Politique

Témoignage. Action de blocage au Mc Do pour le début de l’Euro 2016

Publié le 10 juin 2016

L’action avait été bien préparée mais la perspective d’une heure d’attente pour pouvoir entrer dans la Fan Zone a dû en décourager plus d’un. C’est finalement avec un petit groupe d’une trentaine de militants, mais bien motivés, qu’on a tenté de mener cette action de blocage du Mc Do dédié à l’Euro. Dans un contexte de boycott de l’Euro, le dispositif de sécurité n’était pas entièrement dédié à la lutte contre le terrorisme malgré les dires des CRS un peu plus tard. Parce qu’en arrivant dans la zone, séparément ou par petits groupes, sans banderole ni mégaphone, les CRS étaient déjà placés autour du Mc Do - une quarantaine en tout.

Syd B.

Après une petite heure de concertation, le temps que les groupes se retrouvent et qu’on estime le potentiel de l’action, on se met finalement en route. Chacun quitte sa borne easy order (une opération camouflage rondement menée) pour venir sur la plateforme devant le comptoir.
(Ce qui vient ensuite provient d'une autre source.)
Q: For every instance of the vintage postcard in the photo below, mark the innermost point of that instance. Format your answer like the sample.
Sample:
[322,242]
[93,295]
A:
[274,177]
Une quinzaine de secondes après, au bout d’un demi-slogan, les CRS nous encerclent, nous rassemblent et nous poussent violemment vers la sortie de la zone sans préavis. Dans le peloton, des slogans anticapitalistes - jusqu’à la nasse à l’extérieur de la Fan Zone. Le nombre de CRS était tellement impressionnant que c’est à se demander s’il y a des choses à faire à l’intérieur. On est 30, dans une action bonne enfant, menée clairement pour le coup d’éclat médiatique, pour montrer que malgré l’Euro la lutte continue - un vrai blocage étant, dans ces conditions, impossible. Ils sont une cinquantaine à nous encercler, à surveiller l’entrée et à organiser les relevés d’identité. Le responsable du groupe engage le dialogue, s’en suit un débat relativement insolite sur la démocratie et la Grèce Antique. Pas de heurts, quelques chants, libération rapide et chacun est retourné à son action suivante.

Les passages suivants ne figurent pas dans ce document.